Mi padre, Tomas Viguería Sáenz, nativo de Colonia Enríquez, municipio de Casas Grandes, hoy Colonia Leona Vicario, gracias al bautizo de mi querida tía abuela paterna, Josefina Viguería Rodríguez, a quien se le pidió que la escuela rural donde ella fue la primera maestra llevara su nombre, a lo que ella declino pidiendo que se llamase Leona Vicario, en honor este personaje central, según la historia de la independencia insurgente de nuestro país.


Los Viguería son una familia oriunda de Casas Grandes, Chihuahua, desde 1774, trabajadores en las minas de San Pedro Corralitos, municipio de Casas Grandes. En la Hacienda de San Pedro Corralitos, nació mi abuelo paterno, Tomas Viguería Rodríguez. Los Sáenz, por parte de mi abuela paterna: María Juana Sofía Sáenz Sandoval, españoles criollos, que encontramos su origen en Bachíniva, Chihuahua y en la ciudad de Guerrero, Chihuahua.
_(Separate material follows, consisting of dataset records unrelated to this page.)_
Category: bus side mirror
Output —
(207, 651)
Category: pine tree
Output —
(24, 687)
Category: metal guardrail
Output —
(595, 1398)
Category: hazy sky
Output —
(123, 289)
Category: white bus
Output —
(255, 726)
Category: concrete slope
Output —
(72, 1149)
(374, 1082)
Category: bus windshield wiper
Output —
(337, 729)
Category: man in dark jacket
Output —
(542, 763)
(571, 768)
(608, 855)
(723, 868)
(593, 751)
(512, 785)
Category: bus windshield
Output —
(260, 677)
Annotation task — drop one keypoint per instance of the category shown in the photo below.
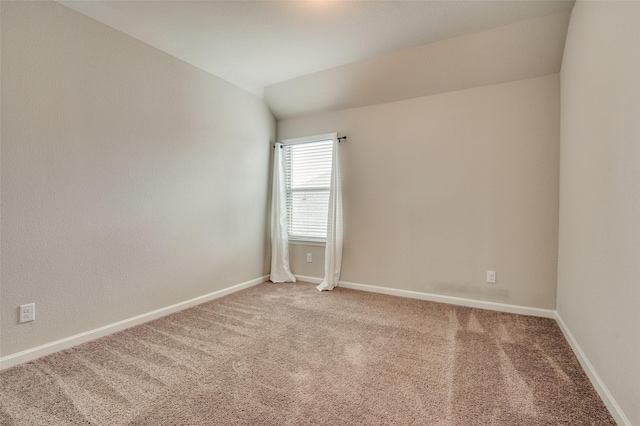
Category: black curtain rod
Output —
(340, 139)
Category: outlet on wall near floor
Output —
(27, 312)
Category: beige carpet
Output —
(285, 354)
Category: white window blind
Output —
(308, 178)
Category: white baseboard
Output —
(68, 342)
(605, 395)
(452, 300)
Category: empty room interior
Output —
(480, 238)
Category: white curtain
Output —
(333, 250)
(280, 270)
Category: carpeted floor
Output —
(285, 354)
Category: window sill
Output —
(308, 243)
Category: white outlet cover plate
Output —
(27, 312)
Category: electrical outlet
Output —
(27, 312)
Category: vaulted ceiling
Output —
(315, 55)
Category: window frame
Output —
(307, 240)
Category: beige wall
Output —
(130, 180)
(440, 189)
(599, 249)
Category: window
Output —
(307, 167)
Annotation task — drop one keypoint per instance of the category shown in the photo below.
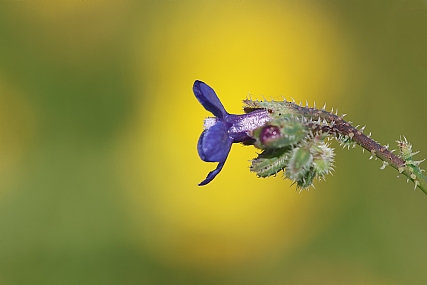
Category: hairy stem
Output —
(336, 125)
(322, 121)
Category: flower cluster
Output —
(287, 140)
(292, 140)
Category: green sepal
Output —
(290, 131)
(299, 163)
(270, 162)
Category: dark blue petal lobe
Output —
(214, 143)
(212, 174)
(207, 97)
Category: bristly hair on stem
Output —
(292, 139)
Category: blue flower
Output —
(224, 129)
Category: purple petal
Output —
(207, 97)
(212, 174)
(214, 143)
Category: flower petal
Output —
(214, 143)
(212, 174)
(207, 97)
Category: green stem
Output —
(337, 126)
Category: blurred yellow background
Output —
(99, 127)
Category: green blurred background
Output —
(99, 126)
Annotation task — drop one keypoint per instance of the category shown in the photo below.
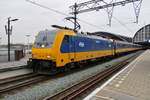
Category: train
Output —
(62, 49)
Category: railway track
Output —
(80, 88)
(12, 83)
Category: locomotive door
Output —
(71, 48)
(114, 47)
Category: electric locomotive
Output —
(59, 49)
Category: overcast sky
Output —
(32, 18)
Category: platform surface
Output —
(131, 83)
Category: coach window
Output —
(66, 39)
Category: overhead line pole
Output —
(101, 4)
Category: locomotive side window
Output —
(45, 39)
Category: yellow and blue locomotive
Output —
(56, 50)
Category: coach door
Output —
(71, 48)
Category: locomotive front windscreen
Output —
(45, 39)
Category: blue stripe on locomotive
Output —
(84, 44)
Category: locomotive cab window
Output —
(45, 39)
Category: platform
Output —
(12, 65)
(131, 83)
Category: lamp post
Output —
(0, 39)
(9, 32)
(28, 41)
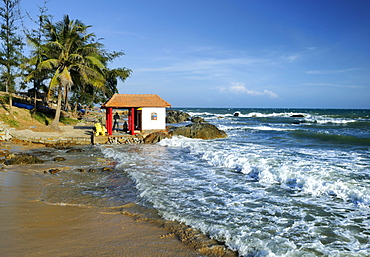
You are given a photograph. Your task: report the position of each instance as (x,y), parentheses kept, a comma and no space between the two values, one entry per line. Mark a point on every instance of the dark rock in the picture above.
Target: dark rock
(59,159)
(197,119)
(4,153)
(74,151)
(23,158)
(199,130)
(155,137)
(173,116)
(53,171)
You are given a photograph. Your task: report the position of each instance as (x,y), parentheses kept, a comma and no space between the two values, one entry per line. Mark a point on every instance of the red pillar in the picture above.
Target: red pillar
(109,119)
(131,121)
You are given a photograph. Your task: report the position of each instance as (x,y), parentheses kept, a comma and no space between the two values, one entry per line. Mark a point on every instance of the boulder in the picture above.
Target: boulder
(155,137)
(199,130)
(59,159)
(52,171)
(173,116)
(197,119)
(23,158)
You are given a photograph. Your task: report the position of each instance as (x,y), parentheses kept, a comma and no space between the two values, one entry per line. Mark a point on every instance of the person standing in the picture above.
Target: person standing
(116,118)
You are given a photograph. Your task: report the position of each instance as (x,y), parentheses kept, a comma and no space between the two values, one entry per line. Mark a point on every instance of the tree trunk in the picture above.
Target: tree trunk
(11,105)
(55,124)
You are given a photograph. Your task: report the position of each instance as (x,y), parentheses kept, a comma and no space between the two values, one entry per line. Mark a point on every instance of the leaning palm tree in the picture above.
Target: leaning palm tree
(72,55)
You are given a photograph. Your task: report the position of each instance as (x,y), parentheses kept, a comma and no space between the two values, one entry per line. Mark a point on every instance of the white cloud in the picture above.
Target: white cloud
(240,88)
(325,72)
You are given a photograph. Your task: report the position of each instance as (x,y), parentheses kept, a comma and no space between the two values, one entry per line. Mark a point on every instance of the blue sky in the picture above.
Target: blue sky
(235,53)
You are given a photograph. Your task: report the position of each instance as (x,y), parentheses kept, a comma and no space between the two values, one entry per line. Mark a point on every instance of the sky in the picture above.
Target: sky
(234,53)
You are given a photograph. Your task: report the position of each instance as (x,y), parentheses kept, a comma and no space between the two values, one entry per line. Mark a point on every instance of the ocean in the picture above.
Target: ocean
(285,182)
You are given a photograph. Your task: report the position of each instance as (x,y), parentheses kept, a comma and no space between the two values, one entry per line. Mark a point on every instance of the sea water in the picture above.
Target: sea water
(283,183)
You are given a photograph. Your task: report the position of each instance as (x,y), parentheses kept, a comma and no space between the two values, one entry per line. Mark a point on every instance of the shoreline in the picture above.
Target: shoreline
(31,227)
(77,230)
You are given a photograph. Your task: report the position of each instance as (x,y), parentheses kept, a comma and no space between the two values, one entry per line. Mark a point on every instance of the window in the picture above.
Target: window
(154,116)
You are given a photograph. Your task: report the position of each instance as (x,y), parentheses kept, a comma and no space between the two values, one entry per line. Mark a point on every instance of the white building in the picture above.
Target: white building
(147,112)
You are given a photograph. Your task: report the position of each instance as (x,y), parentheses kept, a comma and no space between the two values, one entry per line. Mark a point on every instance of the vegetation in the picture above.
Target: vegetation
(9,120)
(67,64)
(11,46)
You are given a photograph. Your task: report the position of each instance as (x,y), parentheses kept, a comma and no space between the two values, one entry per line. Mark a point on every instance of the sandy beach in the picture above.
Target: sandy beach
(30,227)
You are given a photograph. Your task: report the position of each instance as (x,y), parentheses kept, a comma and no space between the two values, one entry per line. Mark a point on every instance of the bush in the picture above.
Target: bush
(40,117)
(9,121)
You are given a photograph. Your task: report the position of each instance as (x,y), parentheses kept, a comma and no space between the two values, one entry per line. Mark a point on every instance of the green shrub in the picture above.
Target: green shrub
(11,122)
(40,117)
(68,121)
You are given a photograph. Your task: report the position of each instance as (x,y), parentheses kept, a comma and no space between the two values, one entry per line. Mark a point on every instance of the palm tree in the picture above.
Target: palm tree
(73,55)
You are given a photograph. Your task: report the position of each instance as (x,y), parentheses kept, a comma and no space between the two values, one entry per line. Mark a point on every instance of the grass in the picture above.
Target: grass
(11,122)
(68,121)
(42,118)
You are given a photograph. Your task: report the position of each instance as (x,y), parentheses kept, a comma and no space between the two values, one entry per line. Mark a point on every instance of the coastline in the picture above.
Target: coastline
(31,227)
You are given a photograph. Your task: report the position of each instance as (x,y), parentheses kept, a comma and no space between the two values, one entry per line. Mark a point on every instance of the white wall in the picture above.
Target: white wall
(148,123)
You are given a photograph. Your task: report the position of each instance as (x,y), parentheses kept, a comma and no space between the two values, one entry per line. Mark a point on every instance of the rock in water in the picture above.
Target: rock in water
(23,158)
(155,137)
(173,116)
(199,130)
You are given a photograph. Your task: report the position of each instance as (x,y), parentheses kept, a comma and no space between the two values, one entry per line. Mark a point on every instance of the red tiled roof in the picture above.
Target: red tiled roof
(135,100)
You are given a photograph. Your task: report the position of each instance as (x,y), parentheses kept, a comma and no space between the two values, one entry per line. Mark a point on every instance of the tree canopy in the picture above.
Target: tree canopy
(67,62)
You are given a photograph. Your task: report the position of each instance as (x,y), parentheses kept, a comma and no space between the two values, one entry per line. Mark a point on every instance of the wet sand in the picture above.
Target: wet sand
(30,227)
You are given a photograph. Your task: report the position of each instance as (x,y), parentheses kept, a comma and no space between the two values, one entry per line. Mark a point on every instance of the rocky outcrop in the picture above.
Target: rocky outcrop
(197,119)
(173,116)
(155,137)
(202,130)
(22,158)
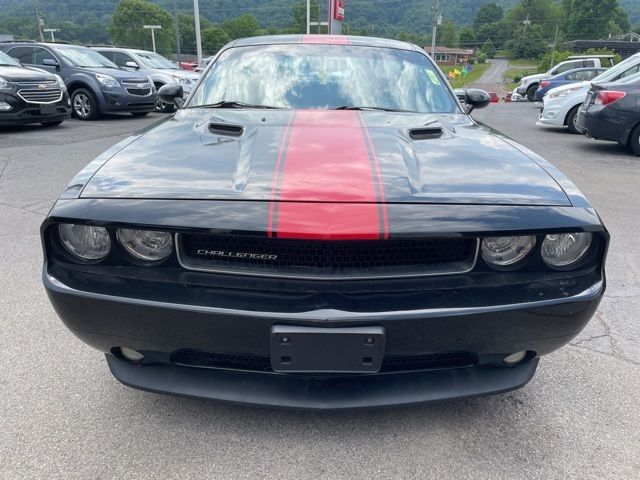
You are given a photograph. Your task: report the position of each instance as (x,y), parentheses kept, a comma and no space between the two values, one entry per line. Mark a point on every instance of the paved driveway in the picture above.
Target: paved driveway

Mi padre, al dirigirse al sur, buscando trabajo y sustento; llega a Tulancingo de Bravo, en el Estado de Hidalgo, y meses después conoce a mi madre, quien tenía un pequeño comedor para los camineros que estaban construyendo la carretera Tulancingo- Huauchinango en el Estado de Puebla.

 

Los ojos verdes de mi padre, un muchacho de tez blanca, y el deseo de casarse con un norteño, según mi madre. Los ojos profundos cafés y claros de mi madre, ese hablar cantadito, su cabello rizado, tez blanca. Dos imaginarios que se escriben… me escriben.

 

Llegaron primorosos riendo y cantando

en mis primeros años, alegres amores.

Duraban un día, como las bellas flores.

No miraba entre ellos al que estaba esperando.

 

Un día de tantos, caminando en la vida,

fui a buscarte sabiendo que también me esperabas.

Llegué al bello rincón donde tú siempre estabas.

Y te amé eternamente dulce flor siempreviva.

 

 

Autor. Tomas Viguería Sáenz. “Herencia de amor” —fragmento.

 

 








Sigfrido Viguería Espinoza es licenciado en letras españolas por la UACH, profesor de Literatura I y II en la Preparatoria Francisco Villa y asesor del Taller de Periodismo y Ecología, instructor de secundaria, modalidad abierta con el programa nacional SEDENA-SEP-INEA, profesor del Colegio Las Américas, a cargo de las materias Español y Ciencias Sociales, profesor de Literatura, Comunicación, Etimologías, Taller de Lectura y Redacción, Filosofía, Geografía, Individuo y Sociedad, reportero en la revista Nosotros, profesor de tiempo completo y coordinador de la Licenciatura en Intervención Educativa, en la Universidad Pedagógica Nacional 08B, Subsede Nuevo Casas Grandes. Publica constantemente ensayos y poemas en medios impresos y electrónicos.